Simply put the month and the year that you either did graduate or you are projected to graduate.

Do not write anticipated upcoming or expected if the date is in the future. They know it hasn’t happened yet. Especially if you are still enrolled in college, your GPA is a big factor in hiring. If your GPA is over 3.0, you will want to ensure that it is on your resume.

If it is below a 3.0 it is up to you, but if you do not have your GPA on your resume you need to be able to explain that during an interview.

Work Experience

  • Start at the present, and work your way backwards
  • Do not go back more than 10 years.
  • Bullet points start with action verbs
  • Quantify whenever possible
  • Past tense verbs for past jobs
  • 3-5 bullet points per job

You are going to start at the present and work your way backwards.

Do not use paragraphs, use bullet points that start with action verbs. You want to quantify whenever you possibly can. It’s important to remember that businesses speak in numbers and percentages. The more you communicate with them in their language, the more you will stand out.

All of your bullets need to start with action verbs. If you are currently working in your position, all of your bullets need to be in present tense. If you are no longer working there, they need to be in past tense.

You should have three to five bullets for your current position, and the most important part about this is to remember to not talk about your daily duties but instead to talk about what you do that makes you stand out from all of the other employees.

As you can see in the example, we chose a cashier at McDonald’s. A lot of people write bullets like “talk to customers,” “take orders,” “customer service.”


Head Fry Cook/Cashier

McDonalds, Wichita, KS                               January 2009 – May 2011

  • Implemented new safety procedures that resulted in a 25 percent decrease in injuries
  • Handled more than $400 daily in cash and credit transactions with zero discrepancies

It lets people know that what they do during the day during their day to day activities, but it doesn’t say anything about them as an employee. As you can see from the bullets in the examples, “handled more than four hundred dollars daily in cash and credit transactions with zero discrepancies,” this tells the employer a lot about you and helps to highlight your skills.

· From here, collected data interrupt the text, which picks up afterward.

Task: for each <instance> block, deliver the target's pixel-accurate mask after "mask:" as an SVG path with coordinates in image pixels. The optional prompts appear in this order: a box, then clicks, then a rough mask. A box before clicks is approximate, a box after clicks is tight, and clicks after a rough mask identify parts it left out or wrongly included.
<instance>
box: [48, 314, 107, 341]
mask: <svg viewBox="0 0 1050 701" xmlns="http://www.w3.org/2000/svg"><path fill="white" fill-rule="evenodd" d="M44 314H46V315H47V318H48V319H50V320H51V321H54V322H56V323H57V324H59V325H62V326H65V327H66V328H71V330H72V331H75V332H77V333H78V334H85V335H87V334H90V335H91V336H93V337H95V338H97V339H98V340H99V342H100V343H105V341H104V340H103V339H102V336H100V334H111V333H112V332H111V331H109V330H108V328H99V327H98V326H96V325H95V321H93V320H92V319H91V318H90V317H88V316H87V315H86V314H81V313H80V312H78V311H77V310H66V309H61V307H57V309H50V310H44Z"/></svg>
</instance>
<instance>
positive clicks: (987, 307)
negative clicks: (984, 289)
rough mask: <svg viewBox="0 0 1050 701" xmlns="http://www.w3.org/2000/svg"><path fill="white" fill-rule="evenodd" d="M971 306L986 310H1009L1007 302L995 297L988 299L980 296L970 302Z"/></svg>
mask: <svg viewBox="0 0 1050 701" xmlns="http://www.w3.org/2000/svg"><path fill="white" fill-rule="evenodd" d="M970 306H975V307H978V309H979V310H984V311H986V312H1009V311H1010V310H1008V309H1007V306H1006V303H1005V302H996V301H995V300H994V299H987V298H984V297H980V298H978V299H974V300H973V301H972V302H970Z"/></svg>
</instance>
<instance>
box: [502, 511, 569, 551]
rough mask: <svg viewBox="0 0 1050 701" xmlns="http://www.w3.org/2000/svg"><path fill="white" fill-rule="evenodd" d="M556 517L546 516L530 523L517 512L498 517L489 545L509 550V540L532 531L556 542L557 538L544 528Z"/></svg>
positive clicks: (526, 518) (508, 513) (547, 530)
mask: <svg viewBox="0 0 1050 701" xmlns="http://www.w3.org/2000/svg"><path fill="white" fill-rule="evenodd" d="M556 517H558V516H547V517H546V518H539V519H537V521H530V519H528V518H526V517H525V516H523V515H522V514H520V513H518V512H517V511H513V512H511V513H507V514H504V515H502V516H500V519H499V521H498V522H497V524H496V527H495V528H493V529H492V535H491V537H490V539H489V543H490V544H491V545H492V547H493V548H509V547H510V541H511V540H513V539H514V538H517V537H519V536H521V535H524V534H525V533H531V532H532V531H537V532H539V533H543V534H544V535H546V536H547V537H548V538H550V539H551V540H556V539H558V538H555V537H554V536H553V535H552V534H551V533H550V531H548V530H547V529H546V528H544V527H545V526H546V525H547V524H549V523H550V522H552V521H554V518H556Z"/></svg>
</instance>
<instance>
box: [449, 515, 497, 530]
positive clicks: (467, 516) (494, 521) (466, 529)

  • Microsoft Excel, PowerPoint, Word; SMART Boards
  • Industry specific software
  1. CATIA, Matlab
  2. InDesign, Photoshop
  3. SPSS

In a skill section you are going to list out all of the various computer programs that you are comfortable with using.

Do not quantify your use of any of these programs. Once again, definitions matter. As long as you can open, it maneuver around in the program, and close it successfully, you can put it on your resume.

If it’s important to an employer that you have advanced knowledge of a certain skill, it should come out during the interview. If you are in an industry that has specific software, you want to ensure that you list those programs on your resume.